Pour les croyants, c’est merveilleux, Dieu fixe la direction, donne un sens à la vie. Mais que deviennent les athées dont je suis ? Comme je ne crois pas en Dieu, comme je n’entends pas son message, je n’aurais aucune possibilité de trouver un sens à ma vie.

Je ne peux pas être d’accord. Le sens de ma vie : c’est d’inventer Dieu, de participer à une conscience de plus en plus vaste. Ce Dieu là n’existe pas encore et ne peut donc pas m’aider. Si, un tout petit peu, car il commence à naître sous la forme de la conscience globale. Il nous dit en ce moment de faire attention à notre vielle planète. Un truc que l’autre Dieu a oublié de dire jusqu’ici.

Par ailleurs, Dieu, s’il existe, n’est pas un obstacle à la liberté. Pas plus, la liberté n’a besoin de Dieu pour exister. Comme j’ai essayé de le montrer dans Le peuple des connecteurs, la liberté peut très bien émerger d’un monde matériel, à condition que ce monde ne soit pas totalement déterministe. John Horton Conway vient d’ailleurs de démontrer ce fait.

La conscience n’est pas l’apanage des hommes. Nous savons que les singes supérieurs (chimpanzés, gorilles…) ont une conscience d’eux-mêmes. La conscience est issue d’un monde déshumanisé puisqu’au début il n’y avait pas d’homme. Et si c’est Dieu qui nous envoie la conscience, elle est tout aussi déshumanisée d’ailleurs.

Je trouve que les croyants manquent souvent de générosité. Pourquoi d’autres formes de vie que la notre ne pourraient-elles pas devenir conscientes ? Pourquoi pas des machines ? En quoi ça vous gêne. Moi, je veux bien partager le miracle de la conscience. Je ne veux pas le garder pour moi en égoïste. La conscience devra-t-elle s’éteindre avec l’espèce humaine ? Non, encore une fois, je préfère qu’elle survive et empruntant d’autres supports, capables d’affronter le vide interstellaire ou un monde rongé par la radioactivité.

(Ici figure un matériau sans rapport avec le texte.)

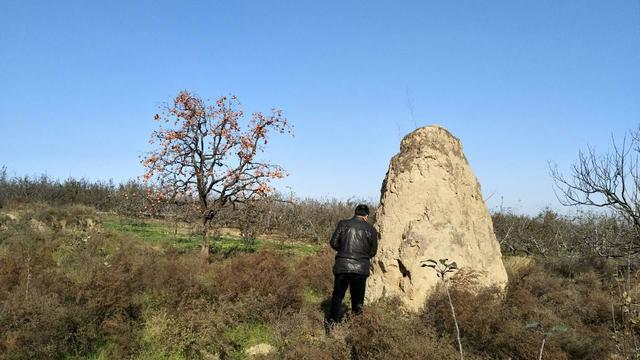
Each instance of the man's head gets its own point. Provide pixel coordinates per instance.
(362, 211)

Ne croyez pas que les machines conscientes auront moins de soucis avec leur propre conscience que nous avec la notre. Elles n’auront pas d’autre choix que de devenir artiste pour essayer de supporter le mystère insondable que vous résolvez un peu vite en invoquant Dieu. C’est la conclusion de mon livre.

L’amour, la poésie, la passion… tout cela vient de la conscience. Ce n’est pas un truc humain. Les hommes ne font qu’en être dépositaires. Participer à l’histoire de ce truc suffit à donner du sens à ma vie. Je n’ai vraiment pas besoin de Dieu. On peut vivre sans Dieu.